İlya’nın Bisikleti

0
90

JOOM’un Başkanı ve Kurucu Ortağı Ilya Shirokov, girişimciliği bisiklete binmeye getirmiş görünüyor. İlk girişimini Yandex’e sattıktan sonra gittiği Stanford Üniversitesi’nin sağladığı birikimle JOOM’u hayata geçirdi. Avrupa Birliği’ne kayıtlı olan JOOM’un Avrupa’nın en hızlı büyüyen mobil pazaryeri haline gelmesi, Shirokov için girişimciliğin bisiklete binmeye dönüştüğünü gösteriyor. Bir kere öğrendin mi asla unutmazsın. KEREM ÖZDEMİR

JOOM’UN başkanı ve kurucu ortağı İlya Shırokov, “Büyük ortaklarla çalışmanın yanı sıra, büyük ürün çeşitliliği ve rekabetçi fiyatlar sunan küçük ve orta ölçekli Türk işletmelerle işbirliği yapmayı planlıyoruz. Türkiye’deki asıl hedefimiz yerel tedarikçilerin yurt dışında yeni pazarlara açılmalarına imkan sağlamak ve B2C yurt dışı segmentinde nasıl ticaret yapılacağını öğrenmelerine yardımcı olmaktır. Bu stratejimiz, Türk hükümetinin ihracatı teşvik eden politikasına da oldukça uygun. 2019 yılı sonuna kadar bine yakın Türk markasını JOOM’a entegre etmeyi planlıyoruz” diyor.

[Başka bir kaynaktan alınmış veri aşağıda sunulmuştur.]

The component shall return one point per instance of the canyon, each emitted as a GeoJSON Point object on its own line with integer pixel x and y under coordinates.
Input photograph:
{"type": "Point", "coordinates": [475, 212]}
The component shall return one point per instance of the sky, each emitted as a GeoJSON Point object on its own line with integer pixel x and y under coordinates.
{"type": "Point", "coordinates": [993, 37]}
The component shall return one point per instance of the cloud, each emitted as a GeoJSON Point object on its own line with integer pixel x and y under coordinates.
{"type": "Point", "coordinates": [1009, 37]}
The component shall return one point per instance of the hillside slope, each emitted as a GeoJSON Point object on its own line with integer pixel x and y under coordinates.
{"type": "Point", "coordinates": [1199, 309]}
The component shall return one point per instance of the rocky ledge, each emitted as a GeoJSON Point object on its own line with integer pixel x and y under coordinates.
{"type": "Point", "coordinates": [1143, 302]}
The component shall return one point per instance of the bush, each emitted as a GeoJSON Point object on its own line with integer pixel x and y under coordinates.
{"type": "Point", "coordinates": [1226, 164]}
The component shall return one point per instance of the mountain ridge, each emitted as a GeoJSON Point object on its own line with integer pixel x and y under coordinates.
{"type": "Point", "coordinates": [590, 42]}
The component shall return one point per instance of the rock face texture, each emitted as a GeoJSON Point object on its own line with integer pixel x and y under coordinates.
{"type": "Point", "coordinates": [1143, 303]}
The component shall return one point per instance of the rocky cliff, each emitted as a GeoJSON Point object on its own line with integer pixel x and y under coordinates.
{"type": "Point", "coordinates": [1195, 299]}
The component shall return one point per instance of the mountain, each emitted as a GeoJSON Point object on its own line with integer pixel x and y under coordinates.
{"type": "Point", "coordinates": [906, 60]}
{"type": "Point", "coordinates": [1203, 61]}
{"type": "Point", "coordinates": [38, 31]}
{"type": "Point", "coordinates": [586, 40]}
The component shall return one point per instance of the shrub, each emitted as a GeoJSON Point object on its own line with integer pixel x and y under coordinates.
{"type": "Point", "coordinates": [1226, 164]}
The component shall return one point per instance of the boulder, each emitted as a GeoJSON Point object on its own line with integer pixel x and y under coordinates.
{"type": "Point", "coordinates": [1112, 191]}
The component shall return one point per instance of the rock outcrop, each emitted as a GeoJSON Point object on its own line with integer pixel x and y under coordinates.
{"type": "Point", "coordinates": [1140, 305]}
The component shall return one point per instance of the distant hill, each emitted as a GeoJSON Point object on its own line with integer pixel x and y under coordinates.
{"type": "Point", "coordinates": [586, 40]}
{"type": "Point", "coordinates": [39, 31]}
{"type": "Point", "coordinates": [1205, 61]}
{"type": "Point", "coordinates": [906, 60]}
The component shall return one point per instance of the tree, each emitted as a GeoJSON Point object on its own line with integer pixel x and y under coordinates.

Ancak bu buzdağının sadece görünen bölümü. Haziran 2016’da kurulan ve Avrupa’nın en hızlı büyüyen mobil e-ticaret uygulaması olan JOOM, kısa sürede 200 milyondan fazla kullanıcıya ve 1 milyon adet günlük sipariş hacmine ulaştı. Türkiye ile ilgili adımlar bu hikayenin daha sonrasını kapsıyor. Ağustos 2018’de Türk pazarına giriş yapan ve 2019 yılından itibaren Türk satıcıları aktif olarak platformuna dahil eden JOOM’un gelecek hedefleri ise, Türk üreticilerinin ve Türk mallarının dünyaya açılan kapısı olmak.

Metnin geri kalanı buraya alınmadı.